The big question I have is why did Albany create this export trade while my city did not? There are some basic answers around the odd semi-autonomous existence of early Albany while Kingston has been firmly tied to its Empires. Also, there is simple geography with Albany being a deep water seaport while Kingston has always sat behind rapids and locks. Difference makes sense. But is that it? Looking more closely, there are the details. And details can get obsessive with a range of ways to get at them:

  • Who is doing what? You can find this information in newspaper ads, business directories and gazetteers. People have always been obsessed with what others are doing and putting it in a central place so thoers can see it. Google is making this information available to all for free without travel.
  • How is it being taxed? Beer has attracted excise and sales taxes for centuries. This is Professor Unger’s approach. I have not really gotten into this level – yet.
  • What is being brewed? Ron Pattinson’s obsession with day to day brewing logs is a less to us all in detail. And he is getting some of the brewing replicated as his trip to Boston this weekend shows.
  • Who is allowed to deal with beer? Beer is also regulated along with all booze. Tavern and brewery license records exist as do the court records of applications and charges for violations. Taverns and Drinking in Early America by Salinger is largely built on this sort of analysis.
  • Where does the beer go? Pete Brown has taught us a lot about that. Mapping trade routes is another avenue to this stuff. I have asked about Dutch East India ale as well as Bristol’s Taunton ale. What made for the demand for these beers and what made them eoungh good value to the other end of the world to buy them?
  • Beyond all this, there is Martyn. The funny thing about Martyn’s work for me is that I can’t understand where he gets his data – his focus on words amazes me. I don’t know if I could be so elemental and authoritative. But West Country White Ale inspires.

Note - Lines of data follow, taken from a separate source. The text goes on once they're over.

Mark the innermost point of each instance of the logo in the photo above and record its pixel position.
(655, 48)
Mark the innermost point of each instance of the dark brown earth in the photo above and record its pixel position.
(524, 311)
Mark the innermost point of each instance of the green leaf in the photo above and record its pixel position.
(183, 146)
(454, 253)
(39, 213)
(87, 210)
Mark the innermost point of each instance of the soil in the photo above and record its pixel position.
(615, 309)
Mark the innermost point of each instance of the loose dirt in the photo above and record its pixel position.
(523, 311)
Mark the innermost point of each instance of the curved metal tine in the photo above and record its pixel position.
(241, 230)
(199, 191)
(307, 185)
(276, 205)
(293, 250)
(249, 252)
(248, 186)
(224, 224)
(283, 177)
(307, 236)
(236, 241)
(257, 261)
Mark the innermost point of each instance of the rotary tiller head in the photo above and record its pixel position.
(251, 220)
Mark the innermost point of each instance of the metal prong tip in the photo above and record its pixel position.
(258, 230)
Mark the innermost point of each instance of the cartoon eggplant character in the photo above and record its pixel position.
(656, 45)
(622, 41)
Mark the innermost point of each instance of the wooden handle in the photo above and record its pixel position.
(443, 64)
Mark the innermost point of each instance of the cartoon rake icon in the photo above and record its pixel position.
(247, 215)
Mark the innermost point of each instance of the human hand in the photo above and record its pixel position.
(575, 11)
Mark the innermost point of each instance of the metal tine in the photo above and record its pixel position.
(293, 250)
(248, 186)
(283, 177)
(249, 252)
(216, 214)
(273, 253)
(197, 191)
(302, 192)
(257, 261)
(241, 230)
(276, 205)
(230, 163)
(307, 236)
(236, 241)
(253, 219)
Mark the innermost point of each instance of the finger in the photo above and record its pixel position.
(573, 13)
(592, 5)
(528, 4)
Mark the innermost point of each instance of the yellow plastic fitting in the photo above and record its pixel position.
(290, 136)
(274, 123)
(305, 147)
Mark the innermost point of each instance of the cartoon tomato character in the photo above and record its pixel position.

So, there is a lot there – a lot for anyone in any town to use to figure out the path of their local brewing trade. And there are a lot of other people hunting as well. Me, I have no idea what I will learn about Albany or Kingston or beer or anything else. But it is worth the hunt. And why not? Weren’t we all supposed to be citizen journalists, historians and novelists? Isn’t that the promise of the internet or is it really more like that personal jet pack we were all supposed to have by now? I think you might all want to get all be scratching around a bit – even if not as obsessively as others.